Below, we’ll provide an updated outlook on Monolithic Power Systems, given the huge recovery in its share price. Does the stock still represent a strong semiconductor play, or has Monolithic’s valuation now gotten ahead of itself?
MPWR Posts Strong Beats, but High Expectations Send Shares Down
Monolithic reported solid Q3 2025 earnings on Oct. 30. Revenue grew by nearly 19% to $737 million, beating estimates of $721 million and representing approximately 16% growth. The company’s adjusted earnings per share of $4.73 also impressed and beat estimates of $4.62.
Monolithic experienced slight margin pressure in Q3, with both gross and operating margins dipping by about 30 basis points.
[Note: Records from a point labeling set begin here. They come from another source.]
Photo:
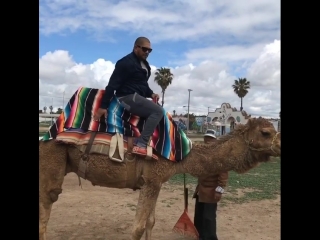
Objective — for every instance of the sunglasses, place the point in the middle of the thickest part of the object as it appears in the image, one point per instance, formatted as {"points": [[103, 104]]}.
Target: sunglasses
{"points": [[144, 49]]}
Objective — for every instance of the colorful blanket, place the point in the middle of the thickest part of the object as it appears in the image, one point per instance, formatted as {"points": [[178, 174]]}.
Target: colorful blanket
{"points": [[168, 139]]}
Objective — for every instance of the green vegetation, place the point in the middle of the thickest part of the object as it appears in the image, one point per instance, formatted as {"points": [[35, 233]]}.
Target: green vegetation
{"points": [[260, 183]]}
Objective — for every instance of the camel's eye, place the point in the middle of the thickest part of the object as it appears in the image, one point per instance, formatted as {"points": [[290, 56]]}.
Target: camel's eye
{"points": [[265, 132]]}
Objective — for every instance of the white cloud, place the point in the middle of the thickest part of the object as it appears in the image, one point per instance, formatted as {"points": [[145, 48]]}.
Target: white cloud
{"points": [[210, 81], [253, 21]]}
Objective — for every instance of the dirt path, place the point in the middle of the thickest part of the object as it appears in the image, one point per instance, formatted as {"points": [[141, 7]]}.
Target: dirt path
{"points": [[104, 213]]}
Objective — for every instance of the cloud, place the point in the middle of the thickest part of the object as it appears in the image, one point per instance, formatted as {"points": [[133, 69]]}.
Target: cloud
{"points": [[211, 80], [213, 21]]}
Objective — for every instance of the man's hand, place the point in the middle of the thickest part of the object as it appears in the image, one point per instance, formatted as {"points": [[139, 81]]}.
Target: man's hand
{"points": [[155, 97], [99, 113], [217, 196]]}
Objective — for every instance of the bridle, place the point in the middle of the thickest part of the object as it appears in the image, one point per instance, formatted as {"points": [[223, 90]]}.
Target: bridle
{"points": [[263, 149]]}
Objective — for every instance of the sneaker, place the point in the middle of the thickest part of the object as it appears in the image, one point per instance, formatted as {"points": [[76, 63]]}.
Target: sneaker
{"points": [[142, 151]]}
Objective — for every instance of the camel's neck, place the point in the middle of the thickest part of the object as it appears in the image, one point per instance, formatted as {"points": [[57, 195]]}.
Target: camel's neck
{"points": [[231, 155]]}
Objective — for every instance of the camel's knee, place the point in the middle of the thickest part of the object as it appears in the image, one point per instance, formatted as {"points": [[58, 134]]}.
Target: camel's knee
{"points": [[150, 222], [137, 232], [54, 194]]}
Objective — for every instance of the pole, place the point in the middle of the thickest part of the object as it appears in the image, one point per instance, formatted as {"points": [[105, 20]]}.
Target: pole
{"points": [[188, 110], [63, 100]]}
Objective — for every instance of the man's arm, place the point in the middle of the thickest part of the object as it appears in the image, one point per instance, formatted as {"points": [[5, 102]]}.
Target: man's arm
{"points": [[116, 80], [149, 92]]}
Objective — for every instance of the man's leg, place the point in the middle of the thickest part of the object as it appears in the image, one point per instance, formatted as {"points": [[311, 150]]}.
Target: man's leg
{"points": [[198, 217], [143, 107], [209, 221]]}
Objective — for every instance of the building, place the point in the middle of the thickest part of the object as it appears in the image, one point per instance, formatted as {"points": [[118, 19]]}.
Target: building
{"points": [[225, 118]]}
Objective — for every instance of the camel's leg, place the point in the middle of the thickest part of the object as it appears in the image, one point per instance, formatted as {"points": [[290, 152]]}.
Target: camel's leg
{"points": [[150, 223], [146, 205], [52, 163]]}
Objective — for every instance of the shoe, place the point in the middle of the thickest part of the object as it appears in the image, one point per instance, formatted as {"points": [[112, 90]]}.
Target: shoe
{"points": [[142, 151]]}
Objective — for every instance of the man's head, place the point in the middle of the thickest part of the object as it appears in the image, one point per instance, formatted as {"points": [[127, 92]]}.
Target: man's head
{"points": [[209, 136], [142, 48]]}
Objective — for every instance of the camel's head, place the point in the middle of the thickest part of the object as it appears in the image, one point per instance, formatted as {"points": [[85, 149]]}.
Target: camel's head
{"points": [[262, 137]]}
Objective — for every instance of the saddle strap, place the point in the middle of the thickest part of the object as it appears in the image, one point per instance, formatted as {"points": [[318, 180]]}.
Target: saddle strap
{"points": [[93, 135], [84, 158]]}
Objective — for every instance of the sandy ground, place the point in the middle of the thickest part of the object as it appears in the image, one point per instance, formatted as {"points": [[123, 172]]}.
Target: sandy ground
{"points": [[105, 213]]}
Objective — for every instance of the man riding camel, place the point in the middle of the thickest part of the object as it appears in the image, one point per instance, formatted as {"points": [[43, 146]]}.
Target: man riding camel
{"points": [[129, 83]]}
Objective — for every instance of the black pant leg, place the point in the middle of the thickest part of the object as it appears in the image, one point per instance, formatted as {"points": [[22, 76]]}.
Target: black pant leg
{"points": [[209, 224], [198, 216]]}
Still, both metrics have consistently remained at strong levels across recent quarters.
The company’s Q4 revenue guidance of $730 million to $750 million also came in ahead of Wall Street expectations.
Despite solid numbers and guidance, shares fell nearly 8% on Oct. 31, and are down more than 12% overall since the report. This suggests that markets were hoping for even more than the company delivered.
Diversified Revenue Base Helps Offset NVIDIA Declines
What makes Monolithic’s 2025 rally particularly impressive is how well the company has weathered early-year headwinds. The drop in Enterprise Data revenue due to NVIDIA’s shifting needs significantly hurt first-half performance, yet Enterprise Data only represents 33% of total sales.
Monolithic's broad market exposure has proved to be a strength. Here are the growth rates in Q3 for Monolithic’s five other end markets, in order of overall size:
- Storage and Computing: 30%
- Automotive: 36%
- Communications: 11%
- Consumer: 12%
- Industrial: 25%
Clearly, Monolithic is growing just fine outside of Enterprise Data, a testament to its diversified model. Additionally, Enterprise Data returned to growth in Q3, rising 4%, with the company stating that it expects Enterprise Data to grow by 30%-40% in 2026.
Longer term, Monolithic is on NVIDIA’s shortlist of silicon providers for its 800-Volt Direct Current (800 VDC) data center power infrastructure. The ramp is expected to span 2027-2028 and represents a major long-term growth catalyst for the company.
Recent Targets See Substantial Upside Potential in MPWR
The consensus price target for Monolithic stands at approximately $1,047, which suggests that shares could rise by around 10%. While this isn’t a huge amount of upside potential, it is considerably more bullish than targets from before the earnings release.
Among analysts who issued updates after the company’s Oct. 30 earnings report, the average target is just over $1,187. This figure implies a 24% upside potential, more than double the consensus target.
There are still concerns, notably the small drop in Q3 free cash flow (FCF), which fell by $1 million to $197 million. But this appears to be due to temporary accounting fluctuations, not operational issues.
Over the last three quarters, the company has generated around 94% of the FCF it generated in all of 2024, putting it on pace to see strong full-year FCF growth to support the rise in shares.
Monolithic stock may not be the bargain that it once was, but the long-term outlook for this stock still remains solid.
As technology improves across many sectors of the economy, the firm’s power solutions are well-positioned to attract demand.
With a solid financial base, strength across multiple end markets, and the prospect of significant new revenue from NVIDIA and 800 VDC infrastructure, Monolithic Power Systems remains a compelling semiconductor play.